# Feature Engineering with LLMs: A Tutorial

This notebook demonstrates how to use `skfeaturellm` to automatically generate meaningful features for your machine learning tasks using Large Language Models (LLMs).

## Overview

1. We'll use the California Housing dataset as an example
2. First, we'll train a baseline model without engineered features
3. Then, we'll use `skfeaturellm` to generate new features
4. Finally, we'll compare the model performance with and without the engineered features

## Setup and Data Loading


In [47]:
import os 

from sklearn.datasets import fetch_california_housing
from sklearn.model_selection import train_test_split
from sklearn.ensemble import RandomForestRegressor
from sklearn.metrics import mean_squared_error, r2_score
import numpy as np

import pandas as pd

from skfeaturellm import LLMFeatureEngineer

## Dataset Description

The California Housing dataset contains information about housing blocks in California.
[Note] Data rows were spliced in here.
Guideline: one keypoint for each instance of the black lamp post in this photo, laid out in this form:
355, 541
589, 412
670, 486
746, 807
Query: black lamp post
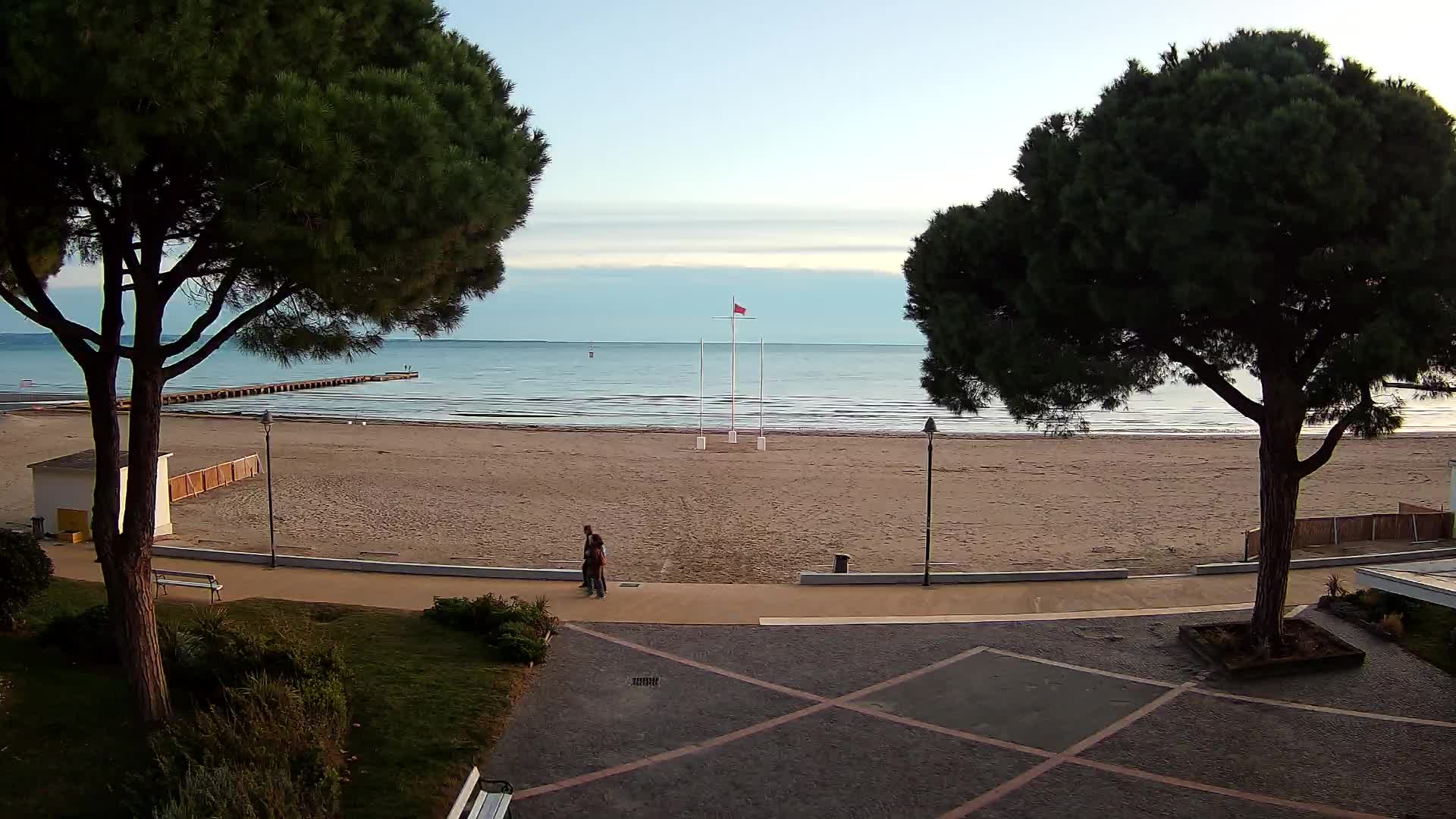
929, 472
273, 544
Here are the features available in the dataset:


In [15]:
housing = fetch_california_housing()

df_housing = pd.DataFrame(
    data=housing.data,
    columns=housing.feature_names
)

df_housing['target'] = housing.target

df_housing

Unnamed: 0,MedInc,HouseAge,AveRooms,AveBedrms,Population,AveOccup,Latitude,Longitude,target
0,8.3252,41.0,6.984127,1.023810,322.0,2.555556,37.88,-122.23,4.526
1,8.3014,21.0,6.238137,0.971880,2401.0,2.109842,37.86,-122.22,3.585
2,7.2574,52.0,8.288136,1.073446,496.0,2.802260,37.85,-122.24,3.521
3,5.6431,52.0,5.817352,1.073059,558.0,2.547945,37.85,-122.25,3.413
4,3.8462,52.0,6.281853,1.081081,565.0,2.181467,37.85,-122.25,3.422
...,...,...,...,...,...,...,...,...,...
20635,1.5603,25.0,5.045455,1.133333,845.0,2.560606,39.48,-121.09,0.781
20636,2.5568,18.0,6.114035,1.315789,356.0,3.122807,39.49,-121.21,0.771
20637,1.7000,17.0,5.205543,1.120092,1007.0,2.325635,39.43,-121.22,0.923
20638,1.8672,18.0,5.329513,1.171920,741.0,2.123209,39.43,-121.32,0.847


## Baseline Model

Let's first create a baseline model without any engineered features to establish a performance benchmark.


In [44]:
X = df_housing.drop('target', axis=1)
y = df_housing['target']

X_train, X_test, y_train, y_test = train_test_split(
    X, y, test_size=0.2, random_state=42
)

baseline_model = RandomForestRegressor(n_estimators=100, random_state=42)
baseline_model.fit(X_train, y_train)

baseline_preds = baseline_model.predict(X_test)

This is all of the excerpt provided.